2026-04-20 バージニア工科大学(Virginia Tech)
<関連情報>
- https://news.vt.edu/articles/2026/04/cnre-research-bioplastics.html
- https://www.sciencedirect.com/science/article/abs/pii/S2214289426000402
水系スプレーコーティングプロセスを用いてPHAとHPMCから作製したバイオプラスチック多層フィルムの開発 Development of bioplastic multilayer films fabricated with PHA and HPMC using a water-based spray coating process
Kihyeon Ahn, Chenxi Cao, Zunhuang He, Su Jung Hong, Young-Teck Kim, Haibo Huang, Zhiwu Wang, Eunhye Lee, Yookyoung Shim
Food Packaging and Shelf Life Available online: 19 March 2026
DOI:https://doi.org/10.1016/j.fpsl.2026.101736
Graphical Abstract
Highlights
- A solvent-free strategy was developed for scalable multilayer bioplastic film fabrication.
- Aqueous PHA was spray-coated onto HPMC, but heat treatment was essential for layer formation.
- Hot pressing fused PHA particles, creating a well-laminated multilayer structure with smooth surface.
- Oxygen and moisture barrier properties were significantly improved via hot-pressed lamination.

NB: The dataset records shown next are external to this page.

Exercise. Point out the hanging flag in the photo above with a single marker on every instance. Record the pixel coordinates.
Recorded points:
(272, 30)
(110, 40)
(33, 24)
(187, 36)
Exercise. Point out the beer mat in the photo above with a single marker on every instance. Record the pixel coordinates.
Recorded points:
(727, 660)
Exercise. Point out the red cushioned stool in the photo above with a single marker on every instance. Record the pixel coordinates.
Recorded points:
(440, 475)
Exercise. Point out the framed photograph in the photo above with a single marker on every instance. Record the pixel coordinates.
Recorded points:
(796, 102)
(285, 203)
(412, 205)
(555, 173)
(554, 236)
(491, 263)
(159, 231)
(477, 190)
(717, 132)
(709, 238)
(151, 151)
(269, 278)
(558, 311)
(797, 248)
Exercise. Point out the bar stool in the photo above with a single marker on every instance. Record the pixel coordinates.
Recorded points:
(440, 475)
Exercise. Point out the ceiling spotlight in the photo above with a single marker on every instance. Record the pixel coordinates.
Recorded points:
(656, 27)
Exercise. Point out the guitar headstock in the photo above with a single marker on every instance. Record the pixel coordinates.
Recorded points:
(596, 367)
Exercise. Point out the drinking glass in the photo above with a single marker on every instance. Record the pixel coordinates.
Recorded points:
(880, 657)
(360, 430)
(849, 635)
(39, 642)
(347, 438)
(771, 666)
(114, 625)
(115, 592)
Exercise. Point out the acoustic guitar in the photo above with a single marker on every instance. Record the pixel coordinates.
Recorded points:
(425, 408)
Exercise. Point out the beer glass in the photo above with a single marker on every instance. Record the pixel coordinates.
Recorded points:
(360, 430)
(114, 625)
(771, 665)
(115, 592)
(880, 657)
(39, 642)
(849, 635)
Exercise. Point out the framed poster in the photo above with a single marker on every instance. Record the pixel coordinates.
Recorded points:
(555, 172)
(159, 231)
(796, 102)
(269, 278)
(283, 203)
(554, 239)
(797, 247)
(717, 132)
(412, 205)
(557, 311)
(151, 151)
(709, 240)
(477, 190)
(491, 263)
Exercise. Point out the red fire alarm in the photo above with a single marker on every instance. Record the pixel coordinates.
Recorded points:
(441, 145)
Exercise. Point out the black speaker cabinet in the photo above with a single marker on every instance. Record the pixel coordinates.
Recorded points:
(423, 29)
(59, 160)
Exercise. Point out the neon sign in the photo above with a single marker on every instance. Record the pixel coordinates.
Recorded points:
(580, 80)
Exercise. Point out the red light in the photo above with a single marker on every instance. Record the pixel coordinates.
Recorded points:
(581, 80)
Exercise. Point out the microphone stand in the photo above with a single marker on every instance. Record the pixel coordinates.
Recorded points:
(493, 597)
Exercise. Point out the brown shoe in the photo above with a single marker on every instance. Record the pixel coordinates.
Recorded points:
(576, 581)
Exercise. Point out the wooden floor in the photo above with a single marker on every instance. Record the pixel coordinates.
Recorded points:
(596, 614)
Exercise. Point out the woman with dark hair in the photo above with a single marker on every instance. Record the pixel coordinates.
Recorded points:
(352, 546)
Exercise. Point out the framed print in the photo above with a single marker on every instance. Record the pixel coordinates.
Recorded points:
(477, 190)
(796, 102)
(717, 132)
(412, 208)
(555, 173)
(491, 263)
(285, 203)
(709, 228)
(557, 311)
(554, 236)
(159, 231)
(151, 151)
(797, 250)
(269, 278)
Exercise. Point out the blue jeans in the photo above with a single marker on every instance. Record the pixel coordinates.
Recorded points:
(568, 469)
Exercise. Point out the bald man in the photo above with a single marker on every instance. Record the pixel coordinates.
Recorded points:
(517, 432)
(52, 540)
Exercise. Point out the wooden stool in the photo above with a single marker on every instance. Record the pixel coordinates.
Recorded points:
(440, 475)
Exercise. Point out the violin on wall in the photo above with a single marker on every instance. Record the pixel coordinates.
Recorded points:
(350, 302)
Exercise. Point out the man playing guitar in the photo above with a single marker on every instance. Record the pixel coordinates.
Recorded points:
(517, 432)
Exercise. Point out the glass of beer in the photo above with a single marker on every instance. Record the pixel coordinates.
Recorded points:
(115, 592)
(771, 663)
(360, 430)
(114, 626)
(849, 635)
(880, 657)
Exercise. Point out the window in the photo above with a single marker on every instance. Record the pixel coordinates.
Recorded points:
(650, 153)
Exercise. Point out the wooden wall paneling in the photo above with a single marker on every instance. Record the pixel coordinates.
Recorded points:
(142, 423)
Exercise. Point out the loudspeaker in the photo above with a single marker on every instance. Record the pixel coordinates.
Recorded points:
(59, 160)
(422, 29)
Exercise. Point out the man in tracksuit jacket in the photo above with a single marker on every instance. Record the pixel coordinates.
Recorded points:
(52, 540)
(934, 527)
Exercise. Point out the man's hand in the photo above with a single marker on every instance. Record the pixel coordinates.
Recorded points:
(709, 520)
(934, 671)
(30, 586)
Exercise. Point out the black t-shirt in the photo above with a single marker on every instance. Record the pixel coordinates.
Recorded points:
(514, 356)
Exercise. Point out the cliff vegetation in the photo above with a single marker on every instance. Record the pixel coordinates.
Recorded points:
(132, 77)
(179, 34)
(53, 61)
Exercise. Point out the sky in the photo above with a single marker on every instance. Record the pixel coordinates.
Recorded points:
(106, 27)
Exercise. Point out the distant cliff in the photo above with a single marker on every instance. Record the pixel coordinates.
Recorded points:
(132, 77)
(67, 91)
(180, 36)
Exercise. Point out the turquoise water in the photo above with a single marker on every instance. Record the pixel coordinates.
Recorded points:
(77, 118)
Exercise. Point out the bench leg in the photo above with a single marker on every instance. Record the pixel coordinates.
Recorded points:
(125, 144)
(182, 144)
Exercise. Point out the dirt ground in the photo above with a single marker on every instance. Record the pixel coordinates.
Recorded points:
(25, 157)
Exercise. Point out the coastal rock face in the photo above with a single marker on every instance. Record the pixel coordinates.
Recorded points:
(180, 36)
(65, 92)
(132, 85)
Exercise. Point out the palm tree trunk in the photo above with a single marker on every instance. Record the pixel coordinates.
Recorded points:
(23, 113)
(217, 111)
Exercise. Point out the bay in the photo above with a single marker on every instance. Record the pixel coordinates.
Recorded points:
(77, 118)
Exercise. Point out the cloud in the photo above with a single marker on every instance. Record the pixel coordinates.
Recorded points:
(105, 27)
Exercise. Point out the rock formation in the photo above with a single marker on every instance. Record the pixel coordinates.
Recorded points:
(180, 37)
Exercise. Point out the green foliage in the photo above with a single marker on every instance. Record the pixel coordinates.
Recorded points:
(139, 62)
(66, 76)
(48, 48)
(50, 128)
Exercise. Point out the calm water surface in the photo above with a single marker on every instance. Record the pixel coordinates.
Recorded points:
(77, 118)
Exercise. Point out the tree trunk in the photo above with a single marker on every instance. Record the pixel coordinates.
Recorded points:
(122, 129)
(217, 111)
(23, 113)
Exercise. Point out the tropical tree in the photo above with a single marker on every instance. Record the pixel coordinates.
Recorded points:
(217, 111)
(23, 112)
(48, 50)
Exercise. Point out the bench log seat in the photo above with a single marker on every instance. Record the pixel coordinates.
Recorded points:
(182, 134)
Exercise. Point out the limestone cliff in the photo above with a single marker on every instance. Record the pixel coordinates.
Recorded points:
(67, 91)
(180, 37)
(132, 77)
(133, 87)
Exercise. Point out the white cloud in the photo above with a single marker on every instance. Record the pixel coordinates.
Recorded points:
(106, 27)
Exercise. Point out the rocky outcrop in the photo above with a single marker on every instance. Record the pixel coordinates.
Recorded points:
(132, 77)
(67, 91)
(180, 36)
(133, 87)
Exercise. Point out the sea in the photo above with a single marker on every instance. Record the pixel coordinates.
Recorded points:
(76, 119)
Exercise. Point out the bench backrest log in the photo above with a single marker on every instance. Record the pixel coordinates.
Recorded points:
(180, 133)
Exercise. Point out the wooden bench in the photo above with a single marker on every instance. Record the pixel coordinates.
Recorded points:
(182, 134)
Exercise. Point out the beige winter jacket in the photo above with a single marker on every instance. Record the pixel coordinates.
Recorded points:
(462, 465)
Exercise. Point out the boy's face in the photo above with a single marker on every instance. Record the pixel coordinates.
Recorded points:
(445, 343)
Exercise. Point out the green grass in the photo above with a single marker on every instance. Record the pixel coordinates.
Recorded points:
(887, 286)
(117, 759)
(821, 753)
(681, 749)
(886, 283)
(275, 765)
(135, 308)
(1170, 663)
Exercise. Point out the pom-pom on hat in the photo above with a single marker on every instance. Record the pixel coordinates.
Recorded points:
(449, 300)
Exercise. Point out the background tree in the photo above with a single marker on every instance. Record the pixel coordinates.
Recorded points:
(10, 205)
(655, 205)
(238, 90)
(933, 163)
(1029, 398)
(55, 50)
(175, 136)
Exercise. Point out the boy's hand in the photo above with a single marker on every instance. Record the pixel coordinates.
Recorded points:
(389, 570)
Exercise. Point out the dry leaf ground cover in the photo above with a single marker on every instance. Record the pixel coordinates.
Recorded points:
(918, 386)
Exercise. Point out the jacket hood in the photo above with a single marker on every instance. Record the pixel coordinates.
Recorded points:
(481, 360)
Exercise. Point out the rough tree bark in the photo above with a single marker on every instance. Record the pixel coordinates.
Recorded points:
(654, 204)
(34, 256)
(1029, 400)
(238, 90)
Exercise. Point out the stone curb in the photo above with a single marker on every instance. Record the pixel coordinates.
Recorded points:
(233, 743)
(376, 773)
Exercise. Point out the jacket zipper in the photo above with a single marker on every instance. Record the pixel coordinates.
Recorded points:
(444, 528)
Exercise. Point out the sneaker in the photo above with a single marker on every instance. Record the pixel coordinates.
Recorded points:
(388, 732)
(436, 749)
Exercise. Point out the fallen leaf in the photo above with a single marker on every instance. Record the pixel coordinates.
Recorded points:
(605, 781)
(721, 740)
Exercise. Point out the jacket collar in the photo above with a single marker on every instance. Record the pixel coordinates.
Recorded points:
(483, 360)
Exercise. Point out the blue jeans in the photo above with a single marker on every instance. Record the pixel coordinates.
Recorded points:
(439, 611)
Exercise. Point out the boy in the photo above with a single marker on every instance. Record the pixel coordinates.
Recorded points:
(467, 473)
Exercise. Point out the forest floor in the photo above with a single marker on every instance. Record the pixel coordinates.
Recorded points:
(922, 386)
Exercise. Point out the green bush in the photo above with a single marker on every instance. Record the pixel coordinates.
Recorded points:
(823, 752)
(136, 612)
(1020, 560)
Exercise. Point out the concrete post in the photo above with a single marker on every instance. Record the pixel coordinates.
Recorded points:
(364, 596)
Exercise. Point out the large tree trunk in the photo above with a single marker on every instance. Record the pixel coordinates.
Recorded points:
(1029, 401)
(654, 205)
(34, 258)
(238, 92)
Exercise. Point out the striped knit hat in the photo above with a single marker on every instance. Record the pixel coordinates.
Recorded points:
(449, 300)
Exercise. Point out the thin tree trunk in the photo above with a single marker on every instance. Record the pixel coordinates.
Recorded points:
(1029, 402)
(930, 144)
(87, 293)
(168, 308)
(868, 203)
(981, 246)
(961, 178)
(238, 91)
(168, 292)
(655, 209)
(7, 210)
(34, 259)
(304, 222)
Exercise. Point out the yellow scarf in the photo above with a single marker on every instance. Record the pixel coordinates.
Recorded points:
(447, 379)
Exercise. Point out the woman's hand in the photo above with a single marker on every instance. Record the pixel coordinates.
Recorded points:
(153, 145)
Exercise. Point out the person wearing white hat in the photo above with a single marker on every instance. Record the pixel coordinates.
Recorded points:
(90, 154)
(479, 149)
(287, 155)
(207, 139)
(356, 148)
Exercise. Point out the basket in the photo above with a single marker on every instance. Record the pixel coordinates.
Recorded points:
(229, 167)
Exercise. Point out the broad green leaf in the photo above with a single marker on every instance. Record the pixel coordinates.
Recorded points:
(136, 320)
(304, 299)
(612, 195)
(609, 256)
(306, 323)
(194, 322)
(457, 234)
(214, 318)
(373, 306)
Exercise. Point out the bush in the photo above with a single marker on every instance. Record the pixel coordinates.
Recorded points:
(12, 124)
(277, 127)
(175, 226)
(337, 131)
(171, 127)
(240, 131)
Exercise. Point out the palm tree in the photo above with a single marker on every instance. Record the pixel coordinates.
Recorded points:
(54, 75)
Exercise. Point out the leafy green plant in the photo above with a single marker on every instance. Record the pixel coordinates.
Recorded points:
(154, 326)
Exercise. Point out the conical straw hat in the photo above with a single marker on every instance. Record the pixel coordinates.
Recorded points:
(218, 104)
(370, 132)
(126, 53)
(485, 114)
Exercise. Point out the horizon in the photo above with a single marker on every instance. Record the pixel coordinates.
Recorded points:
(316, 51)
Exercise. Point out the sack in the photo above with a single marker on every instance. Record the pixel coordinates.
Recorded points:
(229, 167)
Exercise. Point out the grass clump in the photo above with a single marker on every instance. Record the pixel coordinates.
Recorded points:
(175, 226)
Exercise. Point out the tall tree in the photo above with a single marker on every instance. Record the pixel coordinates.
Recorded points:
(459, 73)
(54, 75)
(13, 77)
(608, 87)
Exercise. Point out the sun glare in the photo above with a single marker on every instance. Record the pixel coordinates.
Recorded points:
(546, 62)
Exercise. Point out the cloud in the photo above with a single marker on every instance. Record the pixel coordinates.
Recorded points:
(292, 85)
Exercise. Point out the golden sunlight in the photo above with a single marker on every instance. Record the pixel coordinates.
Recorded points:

- This method improves sustainability by using a water-based spray coating process.
Abstract
This study presents a scalable, aqueous-based method for fabricating multilayer biopolymer films using polyhydroxyalkanoate (PHA) in aqueous suspension, eliminating the need for organic solvents. Conventional solvent-based casting is often used due to the poor interfacial adhesion and incompatible thermal properties of bioplastics, which hinder co-extrusion. However, this process suffers from low processing efficiency, solvent dependency, and weak interlayer adhesion, limiting its large-scale applicability. To address these limitations, aqueous PHA suspension was spray-coated onto hydroxypropyl methylcellulose (HPMC) films, followed by hot pressing to form a cohesive multilayer structure. Spray-coating alone caused cavities and uneven PHA distribution. In contrast, hot pressing fused the particles, improving not only the surface smoothness from 5.66 to 0.08 μm (at 5 MPa) but also interfacial bonding among layers. This significantly enhanced barrier properties, lowering the oxygen transmission rate from 120.49 ± 4.63–52.24 ± 1.19 cm3/(m2·day) and the water vapor transmission rate from 1170.31 ± 12.85–423.14 ± 7.75 g/(m2·day). Tensile strength also increased from 42.29 ± 2.47–70.17 ± 3.11 MPa. These results demonstrate the potential of this solvent-free method for scalable production of sustainable, high-performance multilayer packaging films.